Their “modifications” look weird and ridiculous but it cheap , and therefore might be repeated in manies copies.Taliban succesfully use more simple wearpon.

I agree, Iran is fast becoming a major headache for the west. It has always been a problem nation but it is now more so than ever. Building a large scale anti-maritime threat is really something that can’t be tolerated, especially when other shipping lanes are under threat, it isn’t exactly the act of a friendly nation. They should either tone it down or the yanks should bomb them as Uyraell said ‘back to the stone age’

Iran has recently made some subtle overtures to the West, or more specifically, the U.S. gov’t. The speculation is the Tehran regime is beginning to feel the heat of both sanctions and the underground Green Movement and neither side really wants a war as both have historical ties. I hope negotiations begin…

What is needed for successful negotiations between the US Govt. and the Teheran Govt. is, unfortunately, the one thing missing:
A personality with the fortitude of Bismarck, and the humanity/caring of Count Bernadotte.

Thus far, no person I can think of approaches that need, nor possesses in equal measure those very necessary qualities.
Nor, offhand, can I think of a personality that Teheran would regard as “acceptable” in representing US interests (or indeed, the interests of the wider world, for every nation is affected by the Hormuz Strait issue, one way and another) in any contact/discussion between the two Governments, at whatever level.

I suspect it would take the good offices of a Dutchman or Dane or Norwegian: a person Teheran would regard as acceptably neutral regarding the core issues.

The problem is that the core issues themselves do not easily admit of neutrality in any guise, it being that national economies world wide are so intensively tied-in to the free flow of oil and other goods not only through the Hormuz Strait but via shipping lanes worldwide.

I would be very interested to see suggestions of who such a suitable person (acceptable to Teheran) might be.

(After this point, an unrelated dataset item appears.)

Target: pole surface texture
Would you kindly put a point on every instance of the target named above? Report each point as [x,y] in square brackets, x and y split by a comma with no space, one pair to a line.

Kind and Respectful Regards Gentlemen, Uyraell.

I think Moscow could be.
But it seems Tehrain doesn’t any consider us as neitral any more.Coz Russia began to support the Washington’s sanctions , which however CHina rejected . Pekin is a last actualy neitral side in this conflict

A reasonable statement.
The problem with Peking/Beijing though is that it conceivably has little interest nor advantage to gain in adoption of the negotiator role.
Moscow might have been a good choice as you say, my friend, but again, I’m not at all certain Moscow would see any advantage in helping the US or the wider world, for that matter.

And lest it be thought otherwise: I blame the Western World for that, fully.

As I have said in other threads on this forum, the West has in some ways treated Russia badly in the last couple decades.
On the one hand, the West speaks of friendship and co-operation with Russia, but yet on the other hand maintains a specie of aloof disdain: neither truly engaging with Moscow nor truly co-operating.
We in the West (our politicians) speak of “Our Russian Friends” yet do little if anything to make Russia feel valued as part of the modern family of nations. No wonder then, that Moscow often feels either ignored or overlooked. And the West is largely to blame, for not having been fair and decent towards Russia in the first place.

Russia should be an equal partner with and in the modern western world and family of nations. To the shame of the West, we have yet to treat Russia that way, and it is long overdue, if ever there is to be progress for humanity as a whole.

{{Online Translator for the following, to clarify my point.

Россия ** должна быть ** равный партнер с и в современном западном мире и семье наций. К позору Запада, мы должны все же рассмотреть Россию тот путь, и это давно ожидается, если когда-либо должно быть продвижение для человечества в целом. }}

Kind and Respectful Regards Chevan my friend, Uyraell.